Mindset at Work


Mindset at Work

I’m now in my 15th year of my professional career. I recently presented to a group of high schoolers and during my introduction I realized that I’ve been in the working world longer than half of them had been alive.

YIKES! I remember when I was younger all I wanted to do was be older and been seen as legitimate… now I groan every time I find a new gray hair. 

What changed over time? My mindset.

What has become abundantly clear to me in the past few years is that there is a key differentiator for people that find success in the working world – mindset. For some, this may sound like too much of a “soft” approach to success. It may sound more business like to talk about routines,  grit or discipline, but I believe that mindset is the foundational factor that runs across these practices.

When I say mindset- what does that mean to me?

Mindset (my definition) is the inner workings of your mind that can support or destroy your actions. An active dialogue running in your background almost like that invisible computer program supports your mindset. Your mindset grows just like a garden, whether you are intentional or unintentional something will grow.
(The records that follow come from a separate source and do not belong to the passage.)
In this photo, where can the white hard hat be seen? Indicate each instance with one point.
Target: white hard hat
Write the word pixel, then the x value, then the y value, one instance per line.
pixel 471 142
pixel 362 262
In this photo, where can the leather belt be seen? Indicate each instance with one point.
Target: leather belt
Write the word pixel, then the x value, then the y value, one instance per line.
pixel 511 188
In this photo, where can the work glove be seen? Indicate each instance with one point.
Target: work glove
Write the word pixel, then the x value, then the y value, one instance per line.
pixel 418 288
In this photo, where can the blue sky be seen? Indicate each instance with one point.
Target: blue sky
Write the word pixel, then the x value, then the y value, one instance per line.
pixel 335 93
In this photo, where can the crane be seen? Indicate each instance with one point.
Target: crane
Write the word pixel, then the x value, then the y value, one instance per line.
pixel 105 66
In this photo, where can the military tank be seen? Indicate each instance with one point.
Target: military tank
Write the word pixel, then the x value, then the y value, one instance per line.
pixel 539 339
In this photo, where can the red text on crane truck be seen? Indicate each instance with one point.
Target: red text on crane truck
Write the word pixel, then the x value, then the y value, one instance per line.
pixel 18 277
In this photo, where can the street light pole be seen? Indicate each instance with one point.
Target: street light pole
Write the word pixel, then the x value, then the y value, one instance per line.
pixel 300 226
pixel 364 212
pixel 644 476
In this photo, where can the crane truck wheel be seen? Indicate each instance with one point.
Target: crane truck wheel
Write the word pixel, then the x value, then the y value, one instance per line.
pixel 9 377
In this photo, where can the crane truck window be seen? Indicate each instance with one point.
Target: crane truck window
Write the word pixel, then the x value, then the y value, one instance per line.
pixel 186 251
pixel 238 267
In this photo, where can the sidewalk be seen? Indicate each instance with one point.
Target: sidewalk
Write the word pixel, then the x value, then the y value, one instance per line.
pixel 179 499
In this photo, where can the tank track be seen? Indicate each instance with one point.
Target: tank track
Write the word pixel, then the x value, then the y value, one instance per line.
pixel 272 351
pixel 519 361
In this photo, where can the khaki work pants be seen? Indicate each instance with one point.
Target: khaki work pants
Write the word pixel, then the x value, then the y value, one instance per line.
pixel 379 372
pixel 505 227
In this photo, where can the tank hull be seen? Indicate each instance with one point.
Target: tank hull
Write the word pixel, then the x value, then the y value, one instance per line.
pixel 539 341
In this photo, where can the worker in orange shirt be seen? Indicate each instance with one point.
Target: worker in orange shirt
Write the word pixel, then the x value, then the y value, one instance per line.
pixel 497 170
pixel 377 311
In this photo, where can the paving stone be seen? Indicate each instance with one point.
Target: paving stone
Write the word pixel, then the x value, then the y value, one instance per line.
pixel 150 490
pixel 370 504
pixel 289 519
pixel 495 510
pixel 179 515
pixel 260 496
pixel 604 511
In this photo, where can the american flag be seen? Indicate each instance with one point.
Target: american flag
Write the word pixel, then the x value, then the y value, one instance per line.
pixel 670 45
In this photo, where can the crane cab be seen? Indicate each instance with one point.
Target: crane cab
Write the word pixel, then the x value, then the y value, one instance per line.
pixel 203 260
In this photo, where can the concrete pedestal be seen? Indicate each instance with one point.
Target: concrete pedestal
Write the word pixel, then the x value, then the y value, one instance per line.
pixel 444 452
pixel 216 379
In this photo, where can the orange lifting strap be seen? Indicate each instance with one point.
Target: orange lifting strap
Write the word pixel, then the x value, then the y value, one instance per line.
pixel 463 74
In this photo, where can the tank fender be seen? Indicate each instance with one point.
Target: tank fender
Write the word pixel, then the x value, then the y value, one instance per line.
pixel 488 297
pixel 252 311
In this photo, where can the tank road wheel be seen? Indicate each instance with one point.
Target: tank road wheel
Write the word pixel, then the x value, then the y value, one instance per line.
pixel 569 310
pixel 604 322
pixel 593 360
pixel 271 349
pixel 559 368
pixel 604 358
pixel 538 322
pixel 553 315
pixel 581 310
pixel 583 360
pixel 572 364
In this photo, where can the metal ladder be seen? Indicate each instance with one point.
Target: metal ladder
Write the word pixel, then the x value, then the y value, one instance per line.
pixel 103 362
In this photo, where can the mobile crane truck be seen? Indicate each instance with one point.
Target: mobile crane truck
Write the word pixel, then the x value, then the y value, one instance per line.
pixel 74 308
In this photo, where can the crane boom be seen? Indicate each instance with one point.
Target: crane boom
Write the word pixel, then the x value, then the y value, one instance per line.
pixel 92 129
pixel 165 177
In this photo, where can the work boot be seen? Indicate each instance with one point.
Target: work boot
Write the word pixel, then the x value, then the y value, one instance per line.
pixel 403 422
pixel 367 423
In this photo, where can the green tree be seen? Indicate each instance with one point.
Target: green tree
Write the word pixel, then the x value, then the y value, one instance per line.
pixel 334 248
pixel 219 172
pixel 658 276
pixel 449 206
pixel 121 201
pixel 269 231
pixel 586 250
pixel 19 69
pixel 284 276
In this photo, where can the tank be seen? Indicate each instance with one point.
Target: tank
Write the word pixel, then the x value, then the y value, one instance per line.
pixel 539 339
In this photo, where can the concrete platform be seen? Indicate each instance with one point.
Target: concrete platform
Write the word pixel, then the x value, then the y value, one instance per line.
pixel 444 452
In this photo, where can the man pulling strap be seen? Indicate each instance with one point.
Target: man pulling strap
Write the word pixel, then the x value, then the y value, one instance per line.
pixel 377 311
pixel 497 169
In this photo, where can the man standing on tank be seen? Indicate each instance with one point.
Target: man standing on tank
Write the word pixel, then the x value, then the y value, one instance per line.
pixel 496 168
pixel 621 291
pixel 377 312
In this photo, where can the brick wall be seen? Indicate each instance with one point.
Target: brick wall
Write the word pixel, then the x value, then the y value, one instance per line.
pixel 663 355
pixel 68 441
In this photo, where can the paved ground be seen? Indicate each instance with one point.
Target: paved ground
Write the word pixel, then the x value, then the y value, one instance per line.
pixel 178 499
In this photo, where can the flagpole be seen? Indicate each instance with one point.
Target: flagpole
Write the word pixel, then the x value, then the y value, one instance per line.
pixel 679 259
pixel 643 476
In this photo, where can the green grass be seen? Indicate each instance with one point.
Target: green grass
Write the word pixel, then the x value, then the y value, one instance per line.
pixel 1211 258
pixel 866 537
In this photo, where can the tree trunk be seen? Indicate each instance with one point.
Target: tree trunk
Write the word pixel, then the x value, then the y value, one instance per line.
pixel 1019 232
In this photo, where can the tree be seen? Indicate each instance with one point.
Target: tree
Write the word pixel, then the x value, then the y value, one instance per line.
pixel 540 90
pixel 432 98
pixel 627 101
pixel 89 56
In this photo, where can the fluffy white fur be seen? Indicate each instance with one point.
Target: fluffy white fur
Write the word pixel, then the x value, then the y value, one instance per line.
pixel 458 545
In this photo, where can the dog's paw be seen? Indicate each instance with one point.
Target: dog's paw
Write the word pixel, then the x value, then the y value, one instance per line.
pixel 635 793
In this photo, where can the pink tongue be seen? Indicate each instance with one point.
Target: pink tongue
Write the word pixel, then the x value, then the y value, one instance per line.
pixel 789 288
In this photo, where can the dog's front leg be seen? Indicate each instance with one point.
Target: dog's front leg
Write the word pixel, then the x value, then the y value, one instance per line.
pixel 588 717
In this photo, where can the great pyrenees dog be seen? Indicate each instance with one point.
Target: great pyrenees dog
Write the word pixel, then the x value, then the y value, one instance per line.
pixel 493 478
And if you don’t actively cultivate your mindset, it will be full of weeds.

The human mind is extremely complex – and we are some of the only species that can be rationalize and lie to ourselves. Your mindset is a direct result of the “stories” you tell yourself. Ever heard any of these inner monologues:

“I’ve got this”

“I’m so lazy”

“This project will go great”

“Someone is going to ‘find you out’”

Yeah… me too.

Shirzad Chamine has done some excellent work around “Positive Intelligence”. His framework is built on the premise that success in our lives is directly related to how much we listen to the “saboteurs” or negative self talk in our lives.

Creating a positive mindset is critical to the success of any career. With any normal career trajectory there will be failure and setbacks. What sets an individual apart is the ability to recognize the difficult period he or she is going through, extract valuable lessons and move on to the next challenge.